Ndombele, in his second season at Spurs, has staked his claim to be the latest in a special line of footballers, the
“Premier League Fun Player,” writes Adam Walton.
Thursday’s meeting between Tottenham and Liverpool was poured over by pundits for 48 hours. Insights included Liverpool’s return to scoring form, Joel Matip and Harry Kane’s injuries and Jose Mourinho’s toothless tactics. All perfectly interesting. However, one moment escaped the analysis white noise. It happened in the 38th minute. Tanguy Ndombele picked the ball up in midfield, took a step forward and pirouetted away from James Milner as if the veteran was someone’s younger brother in a schoolyard game. This piece of skill didn’t result in a goal, a red card or, mercifully, a VAR decision. Yet it was undoubtedly the most memorable moment of football to come from the whole game.
Ndombele, in his second season at Spurs, has staked his claim to be the latest in a special line of footballers, the “Premier League Fun Player.” To state the bindingly obvious, there are many exciting footballers in the Premier League, usually concentrated in the more attacking minded and offensively dominant clubs dotted around the league. Every few seasons, however, a player arises like a mythical creature, to bring excitement to an otherwise underwhelming team, singlehandedly causing fans to enter fits of euphoria at the brilliance they are able to conjure. Think Dimitri Payet, Allan Saint-Maximin, Jay-Jay Okocha, Matt le Tissier, David Ginola or Wilfried Zaha, and you have the cult figure that is the Premier League Fun Player. Tanguy Ndombele can now be added to that list.
The Frenchman arrived at Tottenham in mid-2019 from Lyon, and initially struggled, his move coinciding with Mauricio Pochettino’s Spurs death rattle. He was then publicly outed by Mourinho for a lack of fitness and application, the Portuguese evidently missing having Luke Shaw as an emotional punching bag. This season however, Ndombele has been wonderful. He scored that magnificent lob against Sheffield United, and has produced brilliant finishes against Wolves and Manchester United. His tangible contribution to the team has improved, but it is rather the way in which Ndombele goes about achieving these results which excites.

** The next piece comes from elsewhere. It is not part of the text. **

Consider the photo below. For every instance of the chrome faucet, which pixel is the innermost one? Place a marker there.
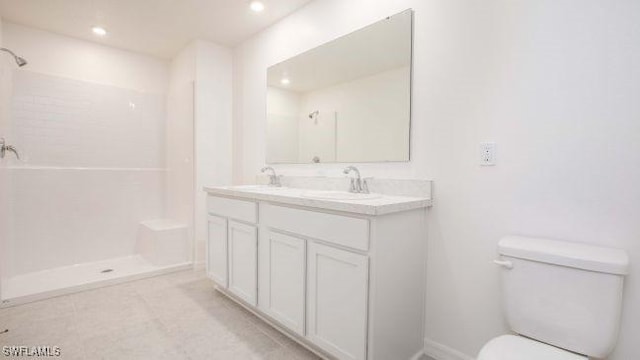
(4, 148)
(274, 180)
(357, 184)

Ndombele is, in that way, a stoic footballer. Whilst a large proportion of his dribbles will be futile, there is such joy in the way he leaves the ball behind, giving an opposition player a glimmer of hope, before stretching back one of his black boots and raking the ball forward. It’s almost impossible to disposes him, being Iniesta-like in the way his body permanently stands between the opposition and the ball. He, no matter where he receives possession, looks to move forward, running with an enthusiastically chaotic style. Ndombele manages this, despite being shackled in Mourinho’s defend-first-pass-later style.
There is some tactical reasoning behind Ndombele’s upturn in Tottenham fortunes. With the overload of fixtures, teams reliant on pressing for attacking momentum have been left exhausted. This has seen the Premier League return of the previously extinct classic number 10 role.
Having been deemed luxurious for teams wanting to pressure opposition in their defensive thirds, there is now a fashion for players who drifts in between opposition lines, creating overloads in wide areas or picking the ball on the half turn and driving at defences. Players like Emile Smith Rowe, James Maddison and Bruno Fernandes have risen to prominence, and Jack Grealish has recently been converted to a similar role. These players sole function is creating chaos in other teams rigid structures, a job tailor made for Ndombele’s talents.
Whilst all the players just mentioned are effective, none force visceral joy the way Ndombele does. With the intense scrutiny footballers and clubs are under, winning and failure tend to be the only two outcomes available to anyone involved in the game. It is easy to lose sight of the game’s purpose: pure entertainment, the chance to marvel at human physicality and intelligence working in harmony, to watch something special. Without that, the game isn’t worth watching, and it’s for the reason that Tanguy Ndombele certainly is.
Following the Liverpool result, and last night’s 0-1 loss to Brighton, it doesn’t look like Ndombele’s team will win the league this season. However, he can be surely counted as the official Premier League Fun Player, and that is a title worth having.